Частный дом тёти Жени располагался в довольно живописном месте практически в центре Киева, в двадцати минутах езды на троллейбусе до главной улицы столицы – Крещатика. Остановка называлась «Подольский спуск», а сам микрорайон был известен как «Татарка» – по населявшим этот холм в давние времена татарам-ремесленникам. Аппендиксом к огибающей холм улице Нагорной врезался крошечный Шишкинский переулок, на котором в шахматном порядке примостился десяток частных домов с садами и небольшими огородиками. Сразу за участками начинался лесной массив. Переулок неожиданно разветвлялся на несколько тропинок, которые, петляя в смутных зарослях, сбега́ли по крутому склону к Подолу. Добропорядочные граждане на этих тропинках не показывались, зато местные маргиналы их давно обжили. Наличие столь неоднозначных «соседей», регулярно устраивающих рейды по окрестным дворам с целью поживиться, вынуждало местных жителей быть всегда начеку.
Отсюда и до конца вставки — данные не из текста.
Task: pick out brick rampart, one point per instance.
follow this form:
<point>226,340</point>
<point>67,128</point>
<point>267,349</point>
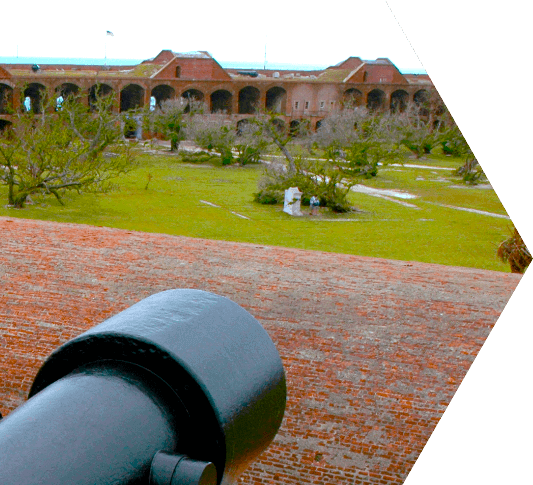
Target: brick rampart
<point>374,349</point>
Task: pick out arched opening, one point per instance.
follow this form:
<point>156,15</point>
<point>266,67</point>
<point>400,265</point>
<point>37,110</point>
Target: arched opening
<point>221,102</point>
<point>98,91</point>
<point>192,95</point>
<point>64,91</point>
<point>161,93</point>
<point>6,98</point>
<point>5,125</point>
<point>375,100</point>
<point>33,97</point>
<point>294,128</point>
<point>421,100</point>
<point>352,98</point>
<point>248,100</point>
<point>131,97</point>
<point>244,126</point>
<point>279,125</point>
<point>276,100</point>
<point>399,100</point>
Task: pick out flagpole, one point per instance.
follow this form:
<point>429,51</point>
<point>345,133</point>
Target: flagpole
<point>107,34</point>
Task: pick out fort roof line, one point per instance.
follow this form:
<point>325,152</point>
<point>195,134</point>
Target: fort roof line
<point>374,349</point>
<point>293,94</point>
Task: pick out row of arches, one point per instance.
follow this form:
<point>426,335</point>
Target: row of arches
<point>375,99</point>
<point>248,99</point>
<point>132,96</point>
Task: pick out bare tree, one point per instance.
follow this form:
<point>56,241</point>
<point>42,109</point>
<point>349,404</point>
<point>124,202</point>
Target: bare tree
<point>57,151</point>
<point>172,119</point>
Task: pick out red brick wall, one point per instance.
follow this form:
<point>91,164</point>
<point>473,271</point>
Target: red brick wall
<point>195,68</point>
<point>374,349</point>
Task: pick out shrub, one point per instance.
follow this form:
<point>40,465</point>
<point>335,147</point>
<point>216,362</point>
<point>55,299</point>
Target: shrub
<point>514,251</point>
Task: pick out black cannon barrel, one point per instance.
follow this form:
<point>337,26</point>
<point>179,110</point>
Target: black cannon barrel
<point>184,387</point>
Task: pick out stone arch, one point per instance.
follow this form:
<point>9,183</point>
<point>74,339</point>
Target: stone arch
<point>276,100</point>
<point>5,124</point>
<point>248,100</point>
<point>294,127</point>
<point>162,92</point>
<point>279,125</point>
<point>352,98</point>
<point>131,97</point>
<point>6,98</point>
<point>63,91</point>
<point>193,94</point>
<point>68,89</point>
<point>421,100</point>
<point>399,101</point>
<point>221,101</point>
<point>243,125</point>
<point>32,97</point>
<point>375,100</point>
<point>101,90</point>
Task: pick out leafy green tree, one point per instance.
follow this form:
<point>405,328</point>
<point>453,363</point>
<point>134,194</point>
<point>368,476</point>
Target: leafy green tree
<point>58,151</point>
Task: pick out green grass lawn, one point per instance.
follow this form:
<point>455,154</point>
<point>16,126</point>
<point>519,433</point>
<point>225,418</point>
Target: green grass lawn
<point>172,205</point>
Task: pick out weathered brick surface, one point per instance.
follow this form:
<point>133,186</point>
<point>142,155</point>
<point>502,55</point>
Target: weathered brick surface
<point>374,349</point>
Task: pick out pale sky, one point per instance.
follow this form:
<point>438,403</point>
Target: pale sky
<point>295,32</point>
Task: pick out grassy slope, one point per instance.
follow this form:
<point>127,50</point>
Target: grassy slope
<point>384,229</point>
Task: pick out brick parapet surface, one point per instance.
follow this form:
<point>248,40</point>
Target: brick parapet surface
<point>374,349</point>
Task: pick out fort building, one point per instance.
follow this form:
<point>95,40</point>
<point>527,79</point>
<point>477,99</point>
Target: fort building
<point>293,94</point>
Дом тёти Жени был обнесён высоким зелёным забором, калитка запиралась на особую потайную щеколду, дотянуться до которой, даже встав на цыпочки, получалось не всегда, а вдоль сада нёс круглосуточную вахту рыжий пёс Барсик породы неказистой, но с голосом басистым. Несмотря на это, каждое утро на огороде появлялись свежие следы незваных гостей, а стоило забыть снять на ночь бельё, оставить лопату или даже тапочки на крыльце – забыть о них зачастую приходилось навсегда.